Watts played three minutes in just one game for the 1966 champion Boston Celtics and stuck with the team all season. That would be untouched career "efficiency," if Watts didn't come very close to crossing The Kreklow Line by playing 89 minutes the next year, plus five in the playoffs -- Boston's only non-championship season of the 1960s. Two (!!) rings in under 100 minutes would have been spectacular, but Watts went on to do plenty of cool things just the same, including a commercial with Bill Russell:
Some more:
- Rick Weitzman played just 25 games (75 minutes) for the 1968 Celtics, but he got to spend a few games in the playoffs and even scored the final basket of the clinching Game 6.
- There's a bunch of guys who played very little with the 1967-1968 Pittsburgh Pipers, won an ABA championship thanks to Connie Hawkins, then didn't stick with the team when they moved to Minnesota for a year.
- Dick Grubar and Jerry McKee each followed dominant college careers with super-brief stints as members of the 1969-1970 ABA champion Indiana Pacers.

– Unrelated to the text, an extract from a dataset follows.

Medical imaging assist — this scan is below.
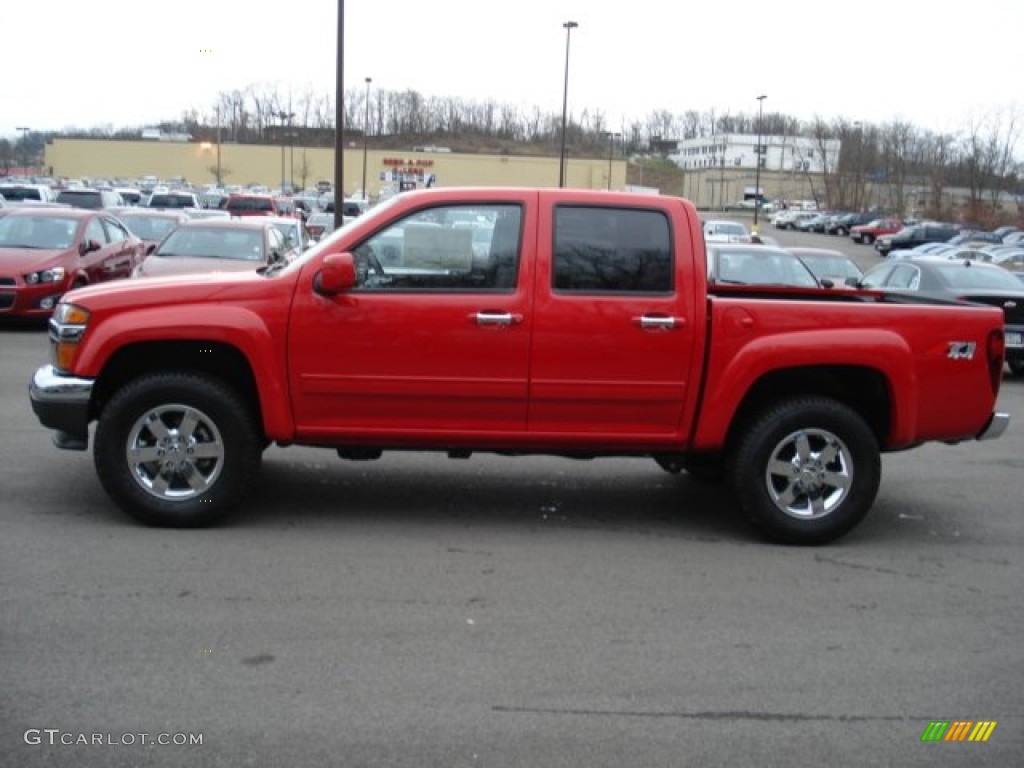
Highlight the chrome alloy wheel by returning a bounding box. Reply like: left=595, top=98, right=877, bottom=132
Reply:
left=125, top=403, right=224, bottom=502
left=765, top=429, right=853, bottom=520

- Ed Searcy seems to have gotten a ring even though he played just 12 minutes for the 1976 Celtics. Our Kreklow Line namesake (and Mizzou volleyball coach!) Wayne Kreklow is also said to have received a ring after his 100 regular-season minutes with the '81 Celtics. Even in the days before everyone from the trainer to the social media manager got a ring, Boston was very generous with the hardware. I guess they had a lot to go around.
- Earl Jones played just seven minutes for the 1985 Lakers before they sent him to the Spurs, so he didn't get a ring and surely doesn't count here; but I need to show you that the 43 total minutes he played the following season with the Bucks earned an official NBA highlight video:
- The wonderfully named and much-celebrated Fennis Dembo played just 74 minutes for the 1989 Pistons, then spent the rest of his career overseas (and has reportedly recovered after an extremely scary incident). The Pistons waived Stan Kimbrough after his 50 minutes the next season, and I can't tell if he got a ring or not. Same goes for Ricky Blanton, 10-day member of the 1992-1993 Chicago Bulls.

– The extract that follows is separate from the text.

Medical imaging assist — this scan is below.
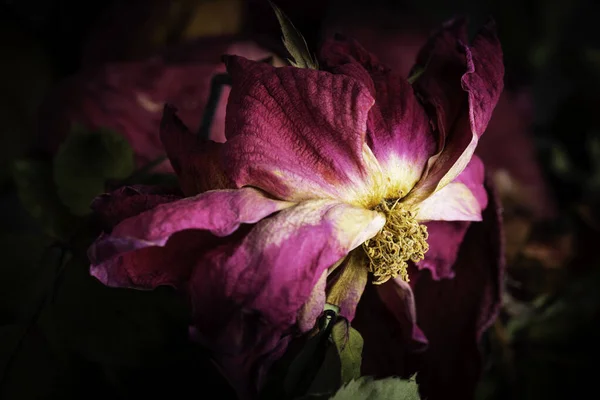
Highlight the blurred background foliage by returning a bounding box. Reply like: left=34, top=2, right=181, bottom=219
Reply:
left=0, top=0, right=600, bottom=400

- Ohio State assistant Chris Jent got a ring after just 78 minutes with the 1994 Rockets, then came back and nearly crossed The Kreklow Line by playing a few minutes with the Knicks.

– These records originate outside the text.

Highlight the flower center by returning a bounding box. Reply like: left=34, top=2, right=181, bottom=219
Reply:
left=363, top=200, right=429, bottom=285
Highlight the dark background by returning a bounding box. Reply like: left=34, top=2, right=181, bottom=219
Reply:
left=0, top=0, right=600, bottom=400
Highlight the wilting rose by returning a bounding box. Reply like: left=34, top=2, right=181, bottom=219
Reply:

- Matt Walsh didn't last long enough with the 2005-2006 Heat to earn a ring, but Lakers legend Sun Yue has one from his 28 minutes in 2008-2009. He even let his teammates come along for the parade Los Angeles threw him:
(Jeff Gross/Getty Images)
And now there's Sasha Kaun.
Final thought here: None of this is to belittle the work of a cup-of-tea NBA player. Kaun, for instance, was an elite high-school recruit, a dominant college player, a second-round pick, and a pro in Russia for years before he got his shot with the Cavs. The stuff you and I see on TV is only the tip of the iceberg, no matter the NBA player. It's just that the tips of these icebergs are one inch high with rings frozen into them.